Sejak Mama memutuskan untuk berpisah dengan Papa dua tahun lalu, Livi merasa menjadi gadis tidak beruntung. Ia berubah jadi pendiam, tertutup dan membatasi diri. Ia cenderung tak percaya pada kebaikan dan perhatian orang lain padanya. Ia menjadi terbiasa untuk tidak percaya pada siapa pun. Keluarga yang tidak utuh serta kekecewaan pada orang terkasih yang merenggut kebahagiaan dan keceriaan masa remajanya, membuat Livi tidak percaya bahwa cinta itu menghangatkan seperti matahari setelah hujan; seperti yang sering Mama katakan padanya. Dulu. Tepatnya setelah sebuah keluarga yang harmonis, utuh dan penuh dengan cinta kasih terenggut dari kehidupannya. Saat gadis remaja seusianya perlu teman berbagi banyak hal dan sangat butuh perhatian serta kasih sayang dari seorang perempuan yang dipanggil mama.

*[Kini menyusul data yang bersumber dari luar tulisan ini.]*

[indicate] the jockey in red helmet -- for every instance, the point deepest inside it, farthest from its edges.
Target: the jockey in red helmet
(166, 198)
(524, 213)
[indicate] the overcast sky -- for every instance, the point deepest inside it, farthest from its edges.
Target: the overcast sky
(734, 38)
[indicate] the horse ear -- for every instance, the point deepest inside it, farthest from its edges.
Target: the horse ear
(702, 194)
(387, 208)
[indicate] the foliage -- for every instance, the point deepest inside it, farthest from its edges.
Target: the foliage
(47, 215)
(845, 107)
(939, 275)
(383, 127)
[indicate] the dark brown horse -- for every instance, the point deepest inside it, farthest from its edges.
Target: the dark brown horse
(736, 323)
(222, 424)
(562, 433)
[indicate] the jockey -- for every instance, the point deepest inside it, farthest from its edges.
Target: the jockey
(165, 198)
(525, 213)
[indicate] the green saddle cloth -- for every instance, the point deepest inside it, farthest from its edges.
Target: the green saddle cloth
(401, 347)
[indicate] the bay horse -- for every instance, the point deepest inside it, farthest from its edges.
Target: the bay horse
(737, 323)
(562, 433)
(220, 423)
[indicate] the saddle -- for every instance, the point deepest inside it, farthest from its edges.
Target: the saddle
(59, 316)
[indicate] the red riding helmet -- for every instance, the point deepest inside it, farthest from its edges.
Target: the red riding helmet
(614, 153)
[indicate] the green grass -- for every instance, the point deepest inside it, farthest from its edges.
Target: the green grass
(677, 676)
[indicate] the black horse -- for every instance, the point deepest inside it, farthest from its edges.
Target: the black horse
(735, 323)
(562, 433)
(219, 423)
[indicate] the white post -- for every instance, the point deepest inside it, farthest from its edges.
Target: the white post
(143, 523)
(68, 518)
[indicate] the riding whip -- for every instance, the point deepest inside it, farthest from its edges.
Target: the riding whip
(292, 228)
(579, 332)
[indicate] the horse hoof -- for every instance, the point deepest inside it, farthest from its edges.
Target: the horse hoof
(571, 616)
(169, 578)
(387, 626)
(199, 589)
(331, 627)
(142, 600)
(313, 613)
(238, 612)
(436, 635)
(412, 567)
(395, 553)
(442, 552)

Sampai sekarang Livi masih belum mengerti: mengapa orang dewasa begitu egois? Baru setahun berpisah, Mama sudah menikah lagi dengan kekasih di masa SMA-nya dulu. Apa pun alasan Mama-Papa menikah–kata Mama karena dijodohkan orang tua– toh sudah ada dirinya sebagai buah cinta mereka. Setidaknya lima belas tahun bersama tentunya banyak kenangan dan momen manis yang terjadi. Tetapi, Mama lebih memilih meninggalkan dia dan Papa. Hanya untuk mengejar cinta masa mudanya.


--- alp ---

Tentang "Sebuah Rumah untuk Livi"

Berawal dari tweet sorang pemilik "Triangular Labyrinth" (terima kasih Kakak Loomie), saya tahu bahwa cerpen saya dimuat di Gadis. Antara senang dan surprise karena "Sebuah Rumah untuk Livi" baru saya kirim bulan Februari lalu dan awal bulan April sudah tercetak manis di Gadis.

Sejak awal, "Sebuah Rumah untuk Livi" saya tulis khusus untuk Gadis. Mungkin karena saya tulis pakai hati dan perasaan (lebay), makanya cerita itu mengalir dengan lancar. Dan, perjuangan untuk memperoleh bukti terbitnya benar-benar menguras waktu dan tenaga. Hari Sabtu saya berburu majalah Gadis. Dua lapak di Pasar Antri, Yogya Kepatihan, TB Tisera, Cikapundung sampai Alun-Alun Timur semuanya saya datangi dan hasilnya nihil. Semuanya habis. Waduh, saya sempat frustrasi. Jadi ingat pengalaman pertama saya waktu "Orang Ketiga" dimuat di Hai. Saya tidak mau hal itu terulang lagi.